Motri. vol.13 no.4 Ribeira de Pena dez. 2017

https://doi.org/10.6063/motricidade.11730 

ARTIGO ORIGINAL

 

Peak oxygen uptake differentiates competitive from recreational male surfboard riders

 

 

Nuno Almeida1,2*, Joana Reis1,2,3, João Beckert4, Miguel Moreira2,5, Francisco Alves1,2

 

1 CIPER - Faculty of Human Kinetics - University of Lisbon, Lisbon, Portugal
2 Faculty of Human Kinetics – University of Lisbon, Lisbon, Portugal
3 Universidade Europeia, Laureate International Universities, Lisbon, Portugal
4 Faculdade de Ciências Médicas – Universidade Nova de Lisboa, Lisbon, Portugal
5 SPERT Lab – Faculty of Human Kinetics – University of Lisbon, Lisbon, Portugal

 

 


ABSTRACT

The purpose of this study was to verify if competitive performance status was associated to different levels of specific aerobic fitness in Portuguese surfboard riders. Six recreational surfers (age: 32.3±3.1 years; body mass: 73.2±7.8kg; height: 1.75±0.05m) and six competitive international level surfers (age: 25±8.4years; body mass: 68.5±3.8kg; height: 1.74±0.05m) performed a maximal continuous incremental paddling test consisting of two-minute steps starting at 20W, with increments of 10W, for determination of peak oxygen uptake and maximal aerobic power. Ventilatory threshold and respiratory compensation point with corresponding heart rate and power output were also determined. Elite surfers presented higher values for peak oxygen uptake (43.6±7.9 ml.kg-1.min-1) than recreational surfers (31.1±7.4 ml.kg-1.min-1, p=0.01) however, there were no differences (p> 0.05) between groups for maximal aerobic power (elite: 76.6±18.6W; recreational: 76.6±16.6W). No significant differences between the power output at which ventilatory threshold or respiratory compensation point occurred but elite surfers reached ventilation threshold with 22.5±5.8 ml.kg-1.min-1 which was significantly higher than recreational surfers (16±3.7 ml.kg-1.min-1). These findings show that elite surfers have higher values of peak oxygen uptake than recreational surfers which suggest a higher aerobic adaptation that may be related to the different amount of exercise volume undertaken.

Keywords: Surf, water activities, oxygen consumption, ventilation, lactic acid.


 

 

INTRODUCTION

Surfing has emerged as one of the most popular sports of the last decade and the number of participants has increased dramatically (Loveless & Minahan, 2010a). Despite the popularity of competitive and recreational surfing there is a lack of research on the physiological characteristics of surfboard riders (Mendez-Villanueva & Bishop, 2005).
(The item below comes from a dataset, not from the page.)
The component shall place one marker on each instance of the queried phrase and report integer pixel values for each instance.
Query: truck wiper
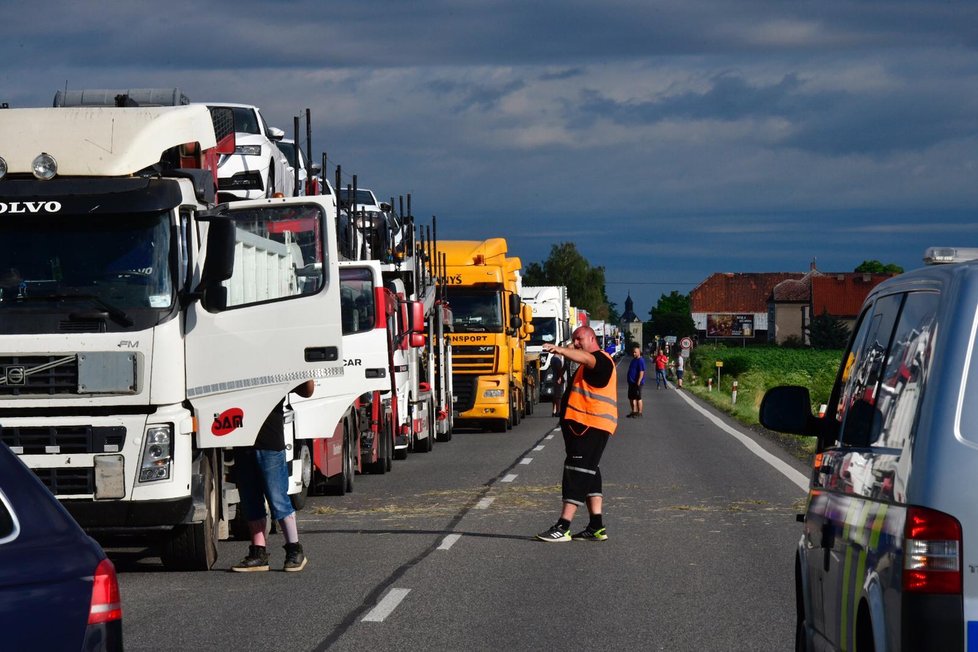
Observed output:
(114, 312)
The activity of surfing (competitive and recreational) is comprised of three major tasks, paddling out from shore, popping up on the surfboard and (actual) wave ridding (Loveless & Minahan, 2010a) which are repeated several times during a surfing session. The analysis conducted by Farley, Harris, and Kilding (2012) showed that competitive surfers spend on average 54% of their time paddling and only 8% actually riding waves. This phenomenon had been previously described by other authors in both recreational and competitive settings with similar results (Meir, Lowdon, & Davie, 1991; Mendez-Villanueva, Bishop, & Hamer, 2006).
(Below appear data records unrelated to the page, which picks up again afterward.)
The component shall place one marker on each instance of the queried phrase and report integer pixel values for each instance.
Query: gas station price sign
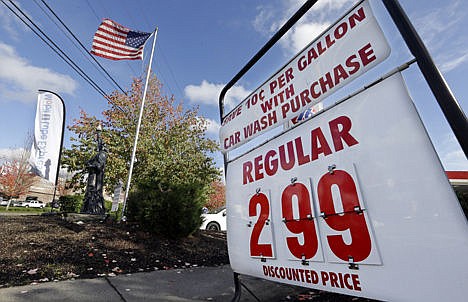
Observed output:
(354, 201)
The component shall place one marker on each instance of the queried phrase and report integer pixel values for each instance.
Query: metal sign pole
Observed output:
(444, 96)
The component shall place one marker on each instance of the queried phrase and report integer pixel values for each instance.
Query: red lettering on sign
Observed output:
(299, 225)
(258, 249)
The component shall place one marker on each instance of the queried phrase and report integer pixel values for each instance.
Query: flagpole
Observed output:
(127, 189)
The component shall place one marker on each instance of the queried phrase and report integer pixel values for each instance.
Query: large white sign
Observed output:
(354, 201)
(45, 150)
(348, 49)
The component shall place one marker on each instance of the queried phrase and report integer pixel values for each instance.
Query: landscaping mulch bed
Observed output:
(46, 248)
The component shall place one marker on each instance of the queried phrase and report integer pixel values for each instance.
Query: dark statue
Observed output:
(94, 200)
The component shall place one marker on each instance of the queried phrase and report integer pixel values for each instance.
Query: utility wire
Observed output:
(62, 55)
(82, 46)
(59, 52)
(68, 37)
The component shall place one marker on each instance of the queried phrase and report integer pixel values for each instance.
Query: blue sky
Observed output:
(201, 45)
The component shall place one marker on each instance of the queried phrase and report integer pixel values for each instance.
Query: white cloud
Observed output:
(437, 27)
(304, 33)
(271, 17)
(20, 81)
(208, 94)
(451, 155)
(212, 126)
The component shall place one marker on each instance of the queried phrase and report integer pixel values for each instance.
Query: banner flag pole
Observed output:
(127, 189)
Additionally, the unpredictability of the environment and variables such as equipment conditions as well as physical fitness, psychological, mental aptitude and individual skills are keen to influence surfing performance (Mendez-Villanueva & Bishop, 2005). However, the real contribution of these variables to different levels of performance is not fully understood. In this sense surfing has been regarded as a high intensity intermittent sport, in which propulsion is provided mainly by the upper body (Mendez-Villanueva & Bishop, 2005). During this type of exercise, the ability to recover from previous work is determinant to performance outcome (Tomlin & Wenger, 2001; Tschakert & Hofmann, 2013). Furthermore, aerobic fitness has been shown to be crucial to the recovery processes during this type of exercise (Tomlin & Wenger, 2001) thus it is surprising that so few studies have addressed this problem in surfing.
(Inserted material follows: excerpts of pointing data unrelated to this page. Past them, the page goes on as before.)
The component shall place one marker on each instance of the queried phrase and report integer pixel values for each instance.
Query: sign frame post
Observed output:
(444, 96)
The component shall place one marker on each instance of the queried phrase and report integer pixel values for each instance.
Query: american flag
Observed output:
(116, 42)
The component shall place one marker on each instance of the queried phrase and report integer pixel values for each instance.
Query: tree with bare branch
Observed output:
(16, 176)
Surfboard riding at elite level has been shown to depend on aerobic performance capacity as the lactate threshold (LT) and peak power output (Wpeak) could be suggested to distinguish surfers of different competitive levels (Mendez-Villanueva et al., 2005; Farley et al., 2012). However, some studies have shown that specific aerobic fitness parameters such as peak oxygen uptake (VO2peak) are not discriminative between surfers of different levels of performance (Loveless & Minahan, 2010a). Furthermore, recent studies have concluded that VO2peak does not relate neither with surfboard performance nor with different levels of expertise in the sport (Farley et al., 2012; Loveless & Minahan, 2010a, b). A different tendency could be seen regarding the LT which has shown both significant differences (~7%; p=0.02) between European level competitive surfers and regional level competitive surfers and a positive correlation between LT values and season rank (r=0.57; p=0.03) (Mendez-Villanueva et al., 2005).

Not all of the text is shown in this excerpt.